Search code examples
sql-serverpython-3.xpandassqlalchemypandas-to-sql

pandas.DataFrame.to_sql inserts data, but doesn't commit the transaction


I have a pandas dataframe I'm trying to insert into MS SQL EXPRESS as per below:

import pandas as pd
import sqlalchemy

engine = sqlalchemy.create_engine("mssql+pyodbc://user:password@testodbc")
connection = engine.connect()

data = {'Host': ['HOST1','HOST2','HOST3','HOST4'],
    'Product': ['Apache HTTP 2.2','RedHat 6.9','OpenShift 2','JRE 1.3'],
    'ITBS': ['Infrastructure','Accounting','Operations','Accounting'],
    'Remediation': ['Upgrade','No plan','Decommission','Decommission'],
    'TargetDate': ['2018-12-31','NULL','2019-03-31','2019-06-30']}

df = pd.DataFrame(data)

When I call:

df.to_sql(name='TLMPlans', con=connection, index=False, if_exists='replace')

and then:

print(engine.execute("SELECT * FROM TLMPLans").fetchall())

I can see the data alright, but it actually doesn't commit any transaction:

D:\APPS\Python\python.exe 
C:/APPS/DashProjects/dbConnectors/venv/Scripts/readDataFromExcel.py
[('HOST1', 'Apache HTTP 2.2', 'Infrastructure', 'Upgrade', '2018-12-31'), ('HOST2', 'RedHat 6.9', 'Accounting', 'No plan', 'NULL'), ('HOST3', 'OpenShift 2', 'Operations', 'Decommission', '2019-03-31'), ('HOST4', 'JRE 1.3', 'Accounting', 'Decommission', '2019-06-30')]

Process finished with exit code 0

enter image description here

It says here I don't have to commit as SQLAlchemy does it:

Does the Pandas DataFrame.to_sql() function require a subsequent commit()?

and the below suggestions don't work:

Pandas to_sql doesn't insert any data in my table

I spent good 3 hours looking for clues all over the Internet, but I'm not getting any relevant answers, or I don't know how to ask the question.

Any guidance on what to look for would be highly appreciated.

UPDATE

I'm able to commit changes using pyodbc connection and full insert statement, however pandas.DataFrame.to_sql() with SQLAlchemy engine doesn't work.
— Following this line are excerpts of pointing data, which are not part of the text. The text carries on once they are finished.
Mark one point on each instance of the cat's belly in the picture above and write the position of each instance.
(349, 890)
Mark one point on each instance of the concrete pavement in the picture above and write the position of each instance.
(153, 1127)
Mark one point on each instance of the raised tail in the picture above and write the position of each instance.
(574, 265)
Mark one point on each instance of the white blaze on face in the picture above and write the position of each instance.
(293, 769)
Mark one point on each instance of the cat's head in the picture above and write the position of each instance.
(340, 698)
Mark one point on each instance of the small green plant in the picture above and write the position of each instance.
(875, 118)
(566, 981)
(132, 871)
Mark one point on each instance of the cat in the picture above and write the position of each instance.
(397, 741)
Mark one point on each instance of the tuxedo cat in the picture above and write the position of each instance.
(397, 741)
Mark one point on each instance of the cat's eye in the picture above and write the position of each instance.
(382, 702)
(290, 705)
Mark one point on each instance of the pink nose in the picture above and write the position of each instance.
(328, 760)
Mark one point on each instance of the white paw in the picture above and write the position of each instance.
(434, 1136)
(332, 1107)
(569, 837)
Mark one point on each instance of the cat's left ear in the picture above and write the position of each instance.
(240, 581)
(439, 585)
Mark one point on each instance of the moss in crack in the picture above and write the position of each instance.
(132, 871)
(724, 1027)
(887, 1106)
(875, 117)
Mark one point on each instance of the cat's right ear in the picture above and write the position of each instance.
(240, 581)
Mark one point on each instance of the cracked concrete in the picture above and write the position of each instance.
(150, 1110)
It send the data to memory instead the actual database, regardless if schema is specified or not.

I would really appreciate help with this on, or possibly it is a panda issue I need to report?


Solution

  • I had the same issue, I realised you need to tell pyodbc which database you want to use. For me the default was master, so my data ended up there.

    There are two ways you can do this, either:

    connection.execute("USE <dbname>")
    

    Or define the schema in the df.to_sql():

    df.to_sql(name=<TABELENAME>, conn=connection, schema='<dbname>.dbo')
    

    In my case the schema was <dbname>.dbo I think the .dbo is default so it could be something else if you define an alternative schema

    This was referenced in this answer, it took me a bit longer to realise what the schema name should be.